In general, the impression from all these analyzers is approximately the same: yes, they catch something, sometimes even something important, but in general the compiler is enough.

It is possible (and I personally like to think so) that our team uses software development practices that allow us to generate the minimum amount of shit code.

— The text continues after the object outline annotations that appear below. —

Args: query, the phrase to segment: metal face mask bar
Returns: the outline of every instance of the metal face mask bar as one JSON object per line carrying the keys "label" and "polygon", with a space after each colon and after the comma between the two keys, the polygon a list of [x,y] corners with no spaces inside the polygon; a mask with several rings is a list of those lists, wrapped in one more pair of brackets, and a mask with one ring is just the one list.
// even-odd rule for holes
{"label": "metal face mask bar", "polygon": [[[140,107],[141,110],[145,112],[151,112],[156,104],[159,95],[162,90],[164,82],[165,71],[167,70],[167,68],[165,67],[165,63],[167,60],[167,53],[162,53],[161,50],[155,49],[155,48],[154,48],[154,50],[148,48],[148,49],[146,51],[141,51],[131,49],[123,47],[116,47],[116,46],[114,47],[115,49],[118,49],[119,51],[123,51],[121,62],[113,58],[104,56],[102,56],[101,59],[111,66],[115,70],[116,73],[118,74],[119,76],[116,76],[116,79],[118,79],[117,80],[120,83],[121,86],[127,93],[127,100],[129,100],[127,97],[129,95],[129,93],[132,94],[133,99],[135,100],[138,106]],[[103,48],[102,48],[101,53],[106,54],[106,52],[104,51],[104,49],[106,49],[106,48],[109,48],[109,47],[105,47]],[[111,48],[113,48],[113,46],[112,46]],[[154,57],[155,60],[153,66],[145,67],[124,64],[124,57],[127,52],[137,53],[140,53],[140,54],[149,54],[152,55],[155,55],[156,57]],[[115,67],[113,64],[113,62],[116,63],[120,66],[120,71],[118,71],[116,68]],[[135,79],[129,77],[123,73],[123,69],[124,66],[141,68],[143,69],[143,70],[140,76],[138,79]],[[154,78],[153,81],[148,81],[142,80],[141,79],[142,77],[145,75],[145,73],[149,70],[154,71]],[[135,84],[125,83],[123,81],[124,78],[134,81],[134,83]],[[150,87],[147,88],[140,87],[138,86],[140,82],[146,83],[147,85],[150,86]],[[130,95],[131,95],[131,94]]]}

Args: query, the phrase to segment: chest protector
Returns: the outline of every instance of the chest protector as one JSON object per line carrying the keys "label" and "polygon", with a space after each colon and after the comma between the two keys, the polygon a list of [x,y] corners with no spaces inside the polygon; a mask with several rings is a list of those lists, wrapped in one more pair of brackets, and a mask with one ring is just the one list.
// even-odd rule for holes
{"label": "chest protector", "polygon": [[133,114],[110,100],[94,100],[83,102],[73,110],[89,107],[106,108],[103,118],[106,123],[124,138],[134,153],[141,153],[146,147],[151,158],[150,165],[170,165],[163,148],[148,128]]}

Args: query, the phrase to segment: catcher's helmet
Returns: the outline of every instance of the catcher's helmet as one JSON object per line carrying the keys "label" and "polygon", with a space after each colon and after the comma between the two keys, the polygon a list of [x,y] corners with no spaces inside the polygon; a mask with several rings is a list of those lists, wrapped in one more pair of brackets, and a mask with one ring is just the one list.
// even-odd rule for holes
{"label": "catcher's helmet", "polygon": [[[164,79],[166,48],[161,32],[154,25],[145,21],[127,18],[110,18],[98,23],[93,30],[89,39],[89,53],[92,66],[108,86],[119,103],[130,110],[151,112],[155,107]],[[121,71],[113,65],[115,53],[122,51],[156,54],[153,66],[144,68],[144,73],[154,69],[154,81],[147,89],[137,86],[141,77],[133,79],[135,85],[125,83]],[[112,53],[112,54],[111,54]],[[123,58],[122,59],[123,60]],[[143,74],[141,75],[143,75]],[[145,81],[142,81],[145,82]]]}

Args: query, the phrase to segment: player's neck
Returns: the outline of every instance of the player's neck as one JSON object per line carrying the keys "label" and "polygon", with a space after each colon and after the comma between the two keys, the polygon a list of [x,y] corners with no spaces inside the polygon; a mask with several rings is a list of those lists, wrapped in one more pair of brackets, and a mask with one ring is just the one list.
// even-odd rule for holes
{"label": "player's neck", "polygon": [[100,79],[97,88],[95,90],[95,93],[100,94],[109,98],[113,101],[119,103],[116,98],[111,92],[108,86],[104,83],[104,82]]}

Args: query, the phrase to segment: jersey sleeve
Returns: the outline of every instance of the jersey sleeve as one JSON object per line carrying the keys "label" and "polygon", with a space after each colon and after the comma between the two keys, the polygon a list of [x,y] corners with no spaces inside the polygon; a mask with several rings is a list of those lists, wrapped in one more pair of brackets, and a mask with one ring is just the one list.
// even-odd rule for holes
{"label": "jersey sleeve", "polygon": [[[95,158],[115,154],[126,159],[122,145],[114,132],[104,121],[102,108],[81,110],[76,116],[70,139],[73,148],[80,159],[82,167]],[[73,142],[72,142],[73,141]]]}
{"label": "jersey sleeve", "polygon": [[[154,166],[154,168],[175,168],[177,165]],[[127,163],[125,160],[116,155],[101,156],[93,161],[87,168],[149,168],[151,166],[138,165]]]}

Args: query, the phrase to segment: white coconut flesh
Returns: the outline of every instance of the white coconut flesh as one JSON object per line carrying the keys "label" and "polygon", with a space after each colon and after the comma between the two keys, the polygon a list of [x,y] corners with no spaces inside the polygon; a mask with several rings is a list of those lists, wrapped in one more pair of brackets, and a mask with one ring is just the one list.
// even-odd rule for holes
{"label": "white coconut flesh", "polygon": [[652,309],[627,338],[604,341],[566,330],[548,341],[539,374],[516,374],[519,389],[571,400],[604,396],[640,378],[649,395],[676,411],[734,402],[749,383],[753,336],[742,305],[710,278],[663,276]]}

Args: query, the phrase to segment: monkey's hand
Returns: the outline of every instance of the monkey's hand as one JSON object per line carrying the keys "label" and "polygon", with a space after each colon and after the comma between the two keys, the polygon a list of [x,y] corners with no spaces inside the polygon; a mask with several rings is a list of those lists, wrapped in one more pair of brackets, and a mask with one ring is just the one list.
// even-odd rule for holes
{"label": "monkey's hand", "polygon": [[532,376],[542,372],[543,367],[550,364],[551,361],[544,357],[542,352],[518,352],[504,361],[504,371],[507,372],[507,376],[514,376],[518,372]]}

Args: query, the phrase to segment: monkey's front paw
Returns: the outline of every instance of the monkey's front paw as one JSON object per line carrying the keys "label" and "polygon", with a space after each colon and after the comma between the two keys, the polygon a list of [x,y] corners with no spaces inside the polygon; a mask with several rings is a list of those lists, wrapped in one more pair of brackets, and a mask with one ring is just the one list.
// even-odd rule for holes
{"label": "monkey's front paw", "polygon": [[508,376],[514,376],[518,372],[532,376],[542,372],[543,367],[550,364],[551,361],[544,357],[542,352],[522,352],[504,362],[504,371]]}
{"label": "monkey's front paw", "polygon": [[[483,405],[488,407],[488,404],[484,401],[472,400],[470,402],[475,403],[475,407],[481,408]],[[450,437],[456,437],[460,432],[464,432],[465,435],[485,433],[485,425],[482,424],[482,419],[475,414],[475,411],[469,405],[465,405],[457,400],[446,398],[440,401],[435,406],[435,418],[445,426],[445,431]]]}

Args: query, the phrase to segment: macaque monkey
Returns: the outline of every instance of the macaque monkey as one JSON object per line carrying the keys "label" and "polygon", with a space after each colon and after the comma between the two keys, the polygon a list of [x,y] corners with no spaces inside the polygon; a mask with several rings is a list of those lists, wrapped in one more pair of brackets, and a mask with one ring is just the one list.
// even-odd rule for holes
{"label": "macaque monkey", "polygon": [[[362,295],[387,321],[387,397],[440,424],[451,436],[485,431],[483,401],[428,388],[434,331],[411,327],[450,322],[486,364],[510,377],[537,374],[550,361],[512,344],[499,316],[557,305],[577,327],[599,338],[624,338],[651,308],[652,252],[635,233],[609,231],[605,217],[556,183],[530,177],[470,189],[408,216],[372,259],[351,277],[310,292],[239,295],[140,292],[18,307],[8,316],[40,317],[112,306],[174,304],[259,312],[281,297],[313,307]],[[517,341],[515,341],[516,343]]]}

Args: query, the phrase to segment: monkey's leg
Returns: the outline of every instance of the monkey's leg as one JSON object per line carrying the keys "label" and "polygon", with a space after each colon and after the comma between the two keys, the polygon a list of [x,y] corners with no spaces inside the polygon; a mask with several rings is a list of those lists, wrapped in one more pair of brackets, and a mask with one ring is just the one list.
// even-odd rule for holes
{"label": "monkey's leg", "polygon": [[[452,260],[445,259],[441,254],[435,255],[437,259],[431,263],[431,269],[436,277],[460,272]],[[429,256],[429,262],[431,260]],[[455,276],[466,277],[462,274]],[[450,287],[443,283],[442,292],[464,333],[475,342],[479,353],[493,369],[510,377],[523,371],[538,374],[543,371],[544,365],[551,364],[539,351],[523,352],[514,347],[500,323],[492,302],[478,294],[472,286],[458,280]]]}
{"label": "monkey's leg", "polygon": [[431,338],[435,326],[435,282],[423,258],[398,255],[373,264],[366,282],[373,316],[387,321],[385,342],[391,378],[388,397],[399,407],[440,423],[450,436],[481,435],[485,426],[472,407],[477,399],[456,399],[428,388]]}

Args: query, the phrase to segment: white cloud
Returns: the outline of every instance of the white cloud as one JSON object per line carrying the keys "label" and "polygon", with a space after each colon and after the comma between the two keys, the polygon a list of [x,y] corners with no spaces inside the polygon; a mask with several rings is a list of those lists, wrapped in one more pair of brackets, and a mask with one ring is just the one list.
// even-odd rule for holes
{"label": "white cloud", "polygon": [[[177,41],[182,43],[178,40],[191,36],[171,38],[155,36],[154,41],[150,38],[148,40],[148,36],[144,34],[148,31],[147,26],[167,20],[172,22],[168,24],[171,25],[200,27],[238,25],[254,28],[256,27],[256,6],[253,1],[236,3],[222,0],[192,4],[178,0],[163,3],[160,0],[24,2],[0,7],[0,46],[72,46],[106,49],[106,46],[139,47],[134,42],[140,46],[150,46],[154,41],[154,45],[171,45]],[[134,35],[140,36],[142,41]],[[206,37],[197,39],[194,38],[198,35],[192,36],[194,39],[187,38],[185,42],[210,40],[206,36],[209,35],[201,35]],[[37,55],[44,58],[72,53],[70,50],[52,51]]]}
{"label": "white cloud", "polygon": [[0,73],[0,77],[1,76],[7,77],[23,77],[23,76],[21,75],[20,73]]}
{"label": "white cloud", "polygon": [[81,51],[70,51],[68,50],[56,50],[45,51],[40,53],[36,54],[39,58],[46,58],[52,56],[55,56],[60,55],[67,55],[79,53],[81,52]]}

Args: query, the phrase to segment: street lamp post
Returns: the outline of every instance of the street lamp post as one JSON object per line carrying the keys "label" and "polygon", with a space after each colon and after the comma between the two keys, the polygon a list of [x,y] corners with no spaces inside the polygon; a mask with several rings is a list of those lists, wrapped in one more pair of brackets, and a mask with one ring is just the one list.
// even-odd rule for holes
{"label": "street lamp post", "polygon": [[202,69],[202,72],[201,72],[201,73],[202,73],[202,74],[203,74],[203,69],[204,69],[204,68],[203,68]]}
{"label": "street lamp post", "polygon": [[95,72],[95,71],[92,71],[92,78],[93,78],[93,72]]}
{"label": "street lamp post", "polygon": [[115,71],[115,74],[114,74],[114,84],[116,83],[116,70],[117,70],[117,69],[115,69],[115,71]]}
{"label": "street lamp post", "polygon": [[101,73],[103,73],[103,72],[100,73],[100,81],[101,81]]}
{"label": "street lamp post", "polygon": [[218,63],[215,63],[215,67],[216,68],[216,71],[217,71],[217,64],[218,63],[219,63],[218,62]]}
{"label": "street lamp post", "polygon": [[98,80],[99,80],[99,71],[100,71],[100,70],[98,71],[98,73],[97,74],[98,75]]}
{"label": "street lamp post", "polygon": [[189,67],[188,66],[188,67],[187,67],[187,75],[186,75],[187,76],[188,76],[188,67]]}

It is better not to create problems than to overcome them heroically.

Therefore, I take the liberty of giving some advice on how to write in C ++ in such a way that you don’t shoot anyone in the legs and don’t rake their foreheads with a rake.

Make the most of compiler diagnostics

Our team uses (and advises you on) the following compilation options:

-Werror

-Wall
-Wextra
-Wpedantic

-Wcast-align
-Wcast-qual
-Wconversion
-Wctor-dtor-privacy
-Wenum-compare
-Wfloat-equal
-Wnon-virtual-dtor
-Wold-style-cast
-Woverloaded-virtual
-Wredundant-decls
-Wsign-conversion
-Wsign-promo

Include them in your project, learn a lot about your code.

Stick to the Standard

Try not to use platform-specific things if there are standard analogues, and if you absolutely cannot do without them, wrap them in special blocks for a macro (or something else) and just don't let your code compile in unsupported conditions.

Stick to standard operation semantics

Addition must be addition, multiplication must be multiplication, function call must be function call, copy must be copy, carry must be carry, container must be iterable, iterator must be advancing ++ and dereferencing *. And so on and so forth.

I think the idea is clear. There are established conventions that are not binding, but that all users and readers of your code expect to see. Don't try to outsmart others, or you'll outsmart yourself.

Write compatible code

First of all, I mean the standard library. It is highly desirable that the interfaces of your classes and functions can be used with standard and other libraries (for example, Boost).

Feel free to peek into the STL and Boost interfaces. With rare exceptions, there you will see a worthy example to follow.

Make the most of open tools

For the same static analysis, there are at least two open free tools that are connected to any project with the CMake build system at the expense of β€œtimes”.

You can read more about this in my recent post..

Afterword

Finally, I would like to emphasize that I am not advocating not to use PVS or any other static analyzers. But I encourage you to think about how it happened that the static analyzer constantly finds significant errors in your code.

This is just a consequence. It is necessary to find and eliminate the cause.